Note: This is a series that was started about a year ago, so it really is time to bring it to a close, with installments on reasons 8, 9, and 10. This blog post will be reason number 8, with reasons 9 and 10 to follow soon.
First, below is a recapitulation of reasons 1-7, with links to the full articles that detail each of those reasons:
Next, reason number 8.
Why English learning fails in Japan: Reason #8
Reason #8: A lack of EFL programs
It is often said that Japan has not committed sufficient 'resources'--money, personnel--to improve English teaching and learning. However, I would argue that in terms of public and private spending, Japan actually spends more money than most other EFL countries, both in total and per capita. The problem is more the 'scatter shot' approach.
In terms of public policy and expenditure (but note, this includes, for example, language education at the numerous private, non-profit senior high schools and universities), much of the issue could be called a 'socio-linguistic pipe dream', and that pipe dream is the often-expressed goal of making Japan a country where most of the population will have functional fluency and literacy in EFL. Because of the pursuit of this pipe dream, so much in terms of personnel and money is wasted on students at the secondary and tertiary levels who have never shown much aptitude or desire to learn English. That might appeal to the modern sense of 'fair' and 'democratic' (two terms you will often hear in education here in Japan) but it dooms EFL teaching and learning here to delivering a vague, goal-less general education requirement, with the result being, predictably enough, ineffectiveness and wastefulness.

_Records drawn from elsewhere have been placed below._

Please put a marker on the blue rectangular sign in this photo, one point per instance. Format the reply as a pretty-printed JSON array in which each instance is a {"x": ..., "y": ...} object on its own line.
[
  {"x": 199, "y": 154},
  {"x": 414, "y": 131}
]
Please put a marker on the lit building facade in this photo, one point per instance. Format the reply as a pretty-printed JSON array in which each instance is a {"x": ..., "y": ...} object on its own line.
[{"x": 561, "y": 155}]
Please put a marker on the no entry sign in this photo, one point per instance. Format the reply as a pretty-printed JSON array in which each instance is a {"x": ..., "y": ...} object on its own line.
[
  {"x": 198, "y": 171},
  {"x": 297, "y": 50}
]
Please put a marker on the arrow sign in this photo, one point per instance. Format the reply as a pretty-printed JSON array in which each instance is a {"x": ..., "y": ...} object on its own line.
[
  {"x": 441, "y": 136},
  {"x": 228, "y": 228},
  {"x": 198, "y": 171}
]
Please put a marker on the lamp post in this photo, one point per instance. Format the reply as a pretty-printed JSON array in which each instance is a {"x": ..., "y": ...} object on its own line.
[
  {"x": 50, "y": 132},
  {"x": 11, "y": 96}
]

What Japan needs to do instead is systematically to identify language learners with the aptitude, motivation and long-term patience to master foreign languages. And then the educational system needs to implement nationwide programs that train EFL majors, minors and concentrations.

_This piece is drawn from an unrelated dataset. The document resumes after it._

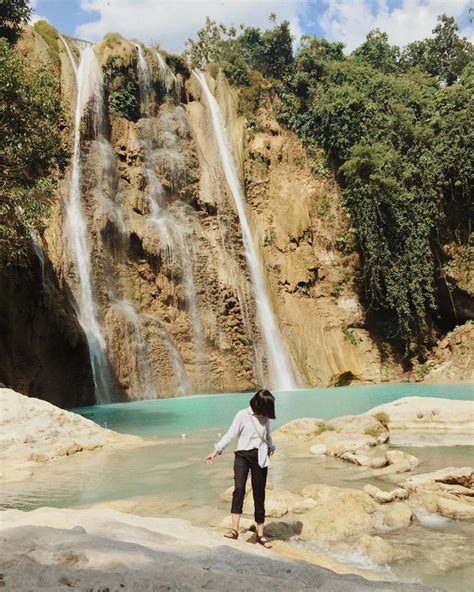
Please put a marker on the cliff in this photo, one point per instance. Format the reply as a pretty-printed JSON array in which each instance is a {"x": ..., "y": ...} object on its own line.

At the university and college level, this has to start with faculties, programs and departments identifying and specifying the foreign language needs and goals of their enrolled students. This information then has to be compiled to form language policies across the curriculum that all stakeholders at the universities and colleges sign on to as practical agreements leading to real changes to the curriculum and graduation requirements. For example, students in a public administration program might take so many credits of EFL in order to get a nationally recognized 'concentration' in it and would achieve a minimum TOEIC or EIKEN/STEP (a criterion-referenced EFL exam here in Japan) score as part of their graduation requirements.